Fearing the fragility of the matzot, I carefully placed them in the afikomen bag.
Then I started placing inserts into the Haggadahs.
“Dad, what are you sticking into the Haggadahs?”
“This Passover, we’re reading portions of the Gabersdorf Haggadah.”
“It’s a Haggadah written by 62 women in Gabersdorf slave labor camp.”
“You mean—a Haggadah survived a concentration camp?”
“Yup, not just the Haggadah but a whole diary of these prisoners’ experiences.”
“It’s a treasure, like the Diary of Anne Frank.”
“Yup, a gem that’s now housed in Yad Vashem. And there’s a surprise in it for the family.”
“Dad, before you talk about the surprise, teach me about Gabersdorf.”
“The Nazis established Gabersdorf in 1941as a slave labor camp and in 1944 it was converted into a concentration camp. The Jewish women barracked there worked for textile factories.”
“What did they eat on Pesach?
“I don’t know but their typical meal consisted a rutabaga soup and bread.”
“Yup, rutabaga. It’s a cross between a cabbage and a turnip. The women were fed as little as 220 grams of bread a day. That’s one slice of bread per day. They worked from morning till night living on one slice of bread and some rutabaga soup.”

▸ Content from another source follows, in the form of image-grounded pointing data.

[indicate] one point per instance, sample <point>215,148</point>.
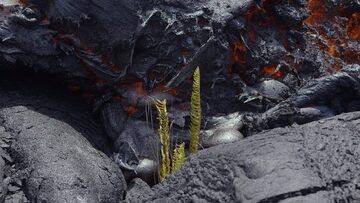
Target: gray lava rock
<point>273,89</point>
<point>222,130</point>
<point>315,162</point>
<point>51,154</point>
<point>137,191</point>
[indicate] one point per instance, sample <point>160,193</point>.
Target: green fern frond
<point>195,113</point>
<point>178,157</point>
<point>164,133</point>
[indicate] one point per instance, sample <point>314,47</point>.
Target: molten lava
<point>272,70</point>
<point>353,26</point>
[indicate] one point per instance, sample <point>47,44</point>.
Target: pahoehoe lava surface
<point>315,162</point>
<point>44,153</point>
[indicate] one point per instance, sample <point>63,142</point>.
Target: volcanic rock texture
<point>315,162</point>
<point>44,153</point>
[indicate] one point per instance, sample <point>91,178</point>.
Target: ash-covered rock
<point>315,162</point>
<point>44,147</point>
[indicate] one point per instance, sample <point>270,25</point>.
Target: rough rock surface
<point>47,157</point>
<point>315,162</point>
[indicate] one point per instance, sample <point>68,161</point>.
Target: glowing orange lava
<point>272,71</point>
<point>353,26</point>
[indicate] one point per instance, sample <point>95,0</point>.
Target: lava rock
<point>283,164</point>
<point>51,154</point>
<point>273,89</point>
<point>137,190</point>
<point>222,130</point>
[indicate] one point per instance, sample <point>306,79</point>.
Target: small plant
<point>164,133</point>
<point>195,113</point>
<point>178,157</point>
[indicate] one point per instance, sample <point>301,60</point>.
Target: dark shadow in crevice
<point>48,95</point>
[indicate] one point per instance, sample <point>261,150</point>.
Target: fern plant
<point>178,157</point>
<point>195,113</point>
<point>164,134</point>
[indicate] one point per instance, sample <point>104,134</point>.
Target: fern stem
<point>164,134</point>
<point>195,113</point>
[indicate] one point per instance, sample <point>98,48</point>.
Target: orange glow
<point>131,110</point>
<point>252,36</point>
<point>23,2</point>
<point>353,26</point>
<point>271,71</point>
<point>163,88</point>
<point>318,12</point>
<point>74,88</point>
<point>100,81</point>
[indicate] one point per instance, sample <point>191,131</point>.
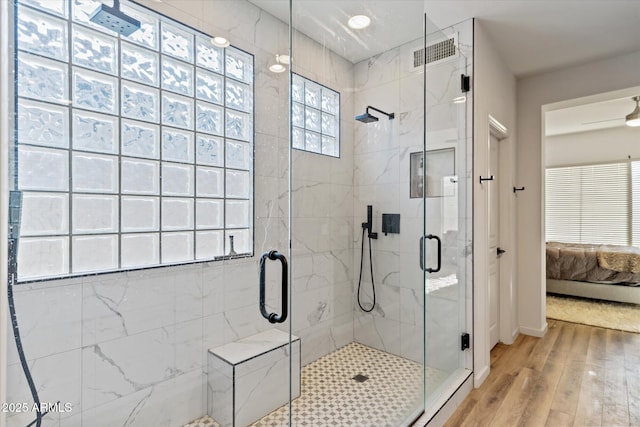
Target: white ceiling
<point>588,117</point>
<point>532,36</point>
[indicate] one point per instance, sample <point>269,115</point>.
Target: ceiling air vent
<point>436,52</point>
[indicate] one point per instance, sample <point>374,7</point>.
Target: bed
<point>606,272</point>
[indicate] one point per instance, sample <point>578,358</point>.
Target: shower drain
<point>360,378</point>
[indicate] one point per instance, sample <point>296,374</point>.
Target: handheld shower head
<point>114,19</point>
<point>369,118</point>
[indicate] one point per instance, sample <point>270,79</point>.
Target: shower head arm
<point>390,115</point>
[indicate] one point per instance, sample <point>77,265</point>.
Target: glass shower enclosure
<point>378,197</point>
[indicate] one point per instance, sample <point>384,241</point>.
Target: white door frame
<point>508,330</point>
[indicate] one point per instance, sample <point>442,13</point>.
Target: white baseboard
<point>534,332</point>
<point>480,376</point>
<point>514,335</point>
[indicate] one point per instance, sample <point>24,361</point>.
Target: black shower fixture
<point>114,19</point>
<point>368,118</point>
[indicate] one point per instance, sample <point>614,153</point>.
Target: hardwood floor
<point>576,375</point>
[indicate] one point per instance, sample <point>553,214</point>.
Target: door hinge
<point>465,341</point>
<point>465,83</point>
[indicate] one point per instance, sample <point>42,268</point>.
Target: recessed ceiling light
<point>220,41</point>
<point>633,118</point>
<point>284,59</point>
<point>277,68</point>
<point>358,22</point>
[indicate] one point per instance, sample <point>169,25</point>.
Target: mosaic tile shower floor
<point>331,397</point>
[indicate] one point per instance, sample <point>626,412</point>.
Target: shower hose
<point>373,285</point>
<point>23,359</point>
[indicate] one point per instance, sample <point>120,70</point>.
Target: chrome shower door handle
<point>274,317</point>
<point>430,237</point>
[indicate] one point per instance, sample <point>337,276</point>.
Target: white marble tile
<point>170,403</point>
<point>123,306</point>
<point>262,390</point>
<point>412,342</point>
<point>121,367</point>
<point>258,384</point>
<point>312,307</point>
<point>377,168</point>
<point>377,70</point>
<point>49,320</point>
<point>189,345</point>
<point>241,285</point>
<point>213,288</point>
<point>189,295</point>
<point>57,379</point>
<point>378,332</point>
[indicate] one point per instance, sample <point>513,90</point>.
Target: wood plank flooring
<point>577,375</point>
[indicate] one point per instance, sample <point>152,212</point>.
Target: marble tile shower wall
<point>381,164</point>
<point>130,348</point>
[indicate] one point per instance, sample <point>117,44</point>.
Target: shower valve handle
<point>274,317</point>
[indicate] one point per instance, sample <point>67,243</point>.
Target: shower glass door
<point>448,186</point>
<point>359,189</point>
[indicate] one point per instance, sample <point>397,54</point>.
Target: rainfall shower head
<point>368,118</point>
<point>114,19</point>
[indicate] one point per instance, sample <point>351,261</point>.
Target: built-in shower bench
<point>249,378</point>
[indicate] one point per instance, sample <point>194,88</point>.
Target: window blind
<point>591,204</point>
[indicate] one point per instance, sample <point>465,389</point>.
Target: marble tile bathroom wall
<point>130,348</point>
<point>382,179</point>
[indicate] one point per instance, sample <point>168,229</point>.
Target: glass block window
<point>132,151</point>
<point>315,115</point>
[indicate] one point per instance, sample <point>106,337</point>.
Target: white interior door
<point>494,242</point>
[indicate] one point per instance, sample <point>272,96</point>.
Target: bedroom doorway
<point>494,240</point>
<point>591,161</point>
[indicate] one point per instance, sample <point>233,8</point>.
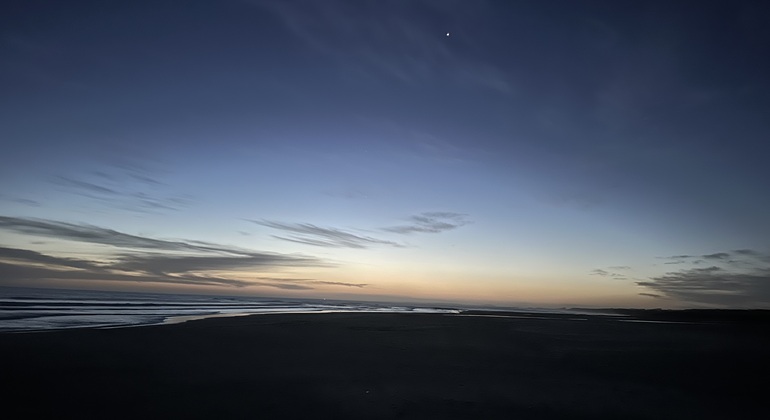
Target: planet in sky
<point>558,154</point>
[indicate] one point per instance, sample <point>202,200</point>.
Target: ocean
<point>32,309</point>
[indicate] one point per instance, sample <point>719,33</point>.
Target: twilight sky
<point>540,153</point>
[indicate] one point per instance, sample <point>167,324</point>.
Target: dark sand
<point>413,366</point>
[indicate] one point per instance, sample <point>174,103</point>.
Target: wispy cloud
<point>606,273</point>
<point>123,184</point>
<point>431,222</point>
<point>309,234</point>
<point>401,41</point>
<point>142,259</point>
<point>742,279</point>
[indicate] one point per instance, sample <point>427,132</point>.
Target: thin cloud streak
<point>309,234</point>
<point>146,260</point>
<point>431,222</point>
<point>741,280</point>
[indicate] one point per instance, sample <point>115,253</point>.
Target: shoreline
<point>428,366</point>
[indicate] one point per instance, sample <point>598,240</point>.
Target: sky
<point>530,153</point>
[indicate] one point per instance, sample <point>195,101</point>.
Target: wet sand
<point>382,366</point>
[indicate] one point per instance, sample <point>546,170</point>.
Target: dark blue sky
<point>535,152</point>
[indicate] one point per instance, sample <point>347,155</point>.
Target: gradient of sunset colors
<point>547,153</point>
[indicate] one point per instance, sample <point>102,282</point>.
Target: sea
<point>33,309</point>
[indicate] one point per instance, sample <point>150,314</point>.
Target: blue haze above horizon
<point>555,153</point>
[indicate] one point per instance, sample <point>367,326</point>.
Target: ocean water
<point>28,309</point>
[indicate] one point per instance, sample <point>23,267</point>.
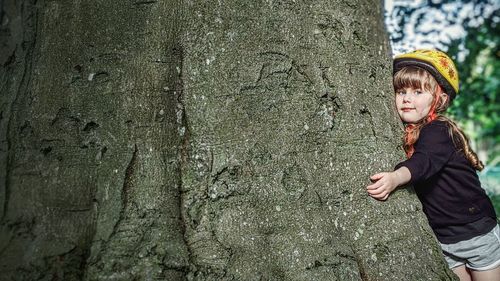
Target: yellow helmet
<point>437,63</point>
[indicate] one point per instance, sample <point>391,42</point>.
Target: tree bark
<point>194,140</point>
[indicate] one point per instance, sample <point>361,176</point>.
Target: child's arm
<point>385,183</point>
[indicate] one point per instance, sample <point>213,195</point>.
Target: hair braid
<point>413,77</point>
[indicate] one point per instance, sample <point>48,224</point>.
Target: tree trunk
<point>195,140</point>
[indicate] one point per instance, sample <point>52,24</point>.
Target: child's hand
<point>385,183</point>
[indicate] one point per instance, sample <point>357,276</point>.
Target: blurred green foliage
<point>478,103</point>
<point>469,32</point>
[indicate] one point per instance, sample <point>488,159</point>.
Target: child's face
<point>413,104</point>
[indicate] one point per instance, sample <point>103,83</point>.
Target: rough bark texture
<point>195,140</point>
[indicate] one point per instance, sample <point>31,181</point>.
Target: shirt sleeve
<point>433,150</point>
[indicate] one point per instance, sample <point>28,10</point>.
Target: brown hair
<point>418,78</point>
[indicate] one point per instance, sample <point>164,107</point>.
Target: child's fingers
<point>377,176</point>
<point>374,186</point>
<point>377,191</point>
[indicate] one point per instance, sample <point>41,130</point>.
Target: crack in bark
<point>127,185</point>
<point>21,91</point>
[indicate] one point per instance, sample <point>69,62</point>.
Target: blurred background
<point>469,31</point>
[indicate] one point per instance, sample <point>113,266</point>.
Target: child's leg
<point>486,275</point>
<point>462,272</point>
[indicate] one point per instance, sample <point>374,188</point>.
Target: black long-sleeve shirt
<point>448,186</point>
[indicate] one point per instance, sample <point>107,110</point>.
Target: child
<point>441,166</point>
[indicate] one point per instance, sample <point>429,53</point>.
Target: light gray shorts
<point>479,253</point>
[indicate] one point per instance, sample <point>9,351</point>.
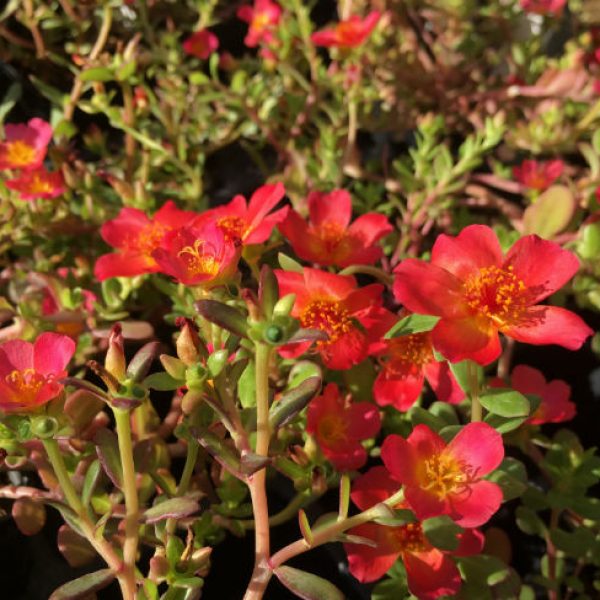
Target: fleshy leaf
<point>306,585</point>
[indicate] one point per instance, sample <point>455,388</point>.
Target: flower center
<point>331,233</point>
<point>407,350</point>
<point>332,429</point>
<point>40,185</point>
<point>26,384</point>
<point>409,538</point>
<point>149,238</point>
<point>20,153</point>
<point>198,260</point>
<point>232,227</point>
<point>496,293</point>
<point>328,316</point>
<point>443,475</point>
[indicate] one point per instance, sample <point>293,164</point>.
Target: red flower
<point>198,256</point>
<point>30,373</point>
<point>339,425</point>
<point>430,572</point>
<point>477,292</point>
<point>538,175</point>
<point>329,238</point>
<point>406,362</point>
<point>136,236</point>
<point>201,44</point>
<point>37,184</point>
<point>263,17</point>
<point>555,405</point>
<point>248,223</point>
<point>543,7</point>
<point>349,33</point>
<point>442,479</point>
<point>25,146</point>
<point>335,305</point>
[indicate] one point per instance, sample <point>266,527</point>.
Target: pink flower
<point>478,291</point>
<point>538,175</point>
<point>349,33</point>
<point>406,362</point>
<point>135,235</point>
<point>248,222</point>
<point>197,255</point>
<point>201,44</point>
<point>555,405</point>
<point>543,7</point>
<point>339,425</point>
<point>30,373</point>
<point>329,238</point>
<point>39,183</point>
<point>25,146</point>
<point>446,479</point>
<point>430,572</point>
<point>263,18</point>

“Dad, I got an idea, why don’t we add a rutabaga to the Seder plate?”
“Great idea. Let’s call Walmart and see if they’ll deliver a rutabaga or a turnip.”
“Let’s place the turnip next to the maror.
Those women tasted the bitterness of life and we should honor their memories and remember their suffering.”
“Dad, who wrote the diary?”
“Regina Honigman, but others contributed to it. It contains poems, accounts of daily life, the Haggadah and a list of prisoners.”
“Tonight, we’ll sing Regina’s Dayenu.”
Jolly, lively, Death, Hunger
Another night comes along,
Our Judenälteste has a bed,
When it pleases her she whacks us,
We make nothing of the slaps,
But the Lager has a laugh…
This Passover, we’ll read aloud Regina’s words, “We were slaves in Egypt once and now in Gabersdorf again.”
I handed Blake another sheet of paper.
“You’ll read Regina’s four questions.”
Ma Nishtana: Why is this night different from all other nights?
Because in our misery, as Jews we are stronger. The night is very long and very dark. In vain, the longing and loneliness in our Jewish hearts flows. Dawn is coming, another day of hope. …Oh, when in our lifetime will a day come, when we will not eat the bitter vegetables every night? When will our Yiddishe children have a gezunt life.
Blake continued reading:
Avadim Hayinu: We were slaves in Egypt once and now in Gabersdorf again. In history we were at your mercy not to swallow us. We cannot save ourselves from God’s decree but from there we went into the free world onto Canaan. … where flowers and freedom bloom in the Promised Land. The triumphal day will come to Gabersdorf. The gates will open and out will run the sad, lonely, exhausted mob, Chevra.”
“Wow, this Passover there’s gonna be a lot of discussion about slavery, hope and freedom and what about the surprise you mentioned?”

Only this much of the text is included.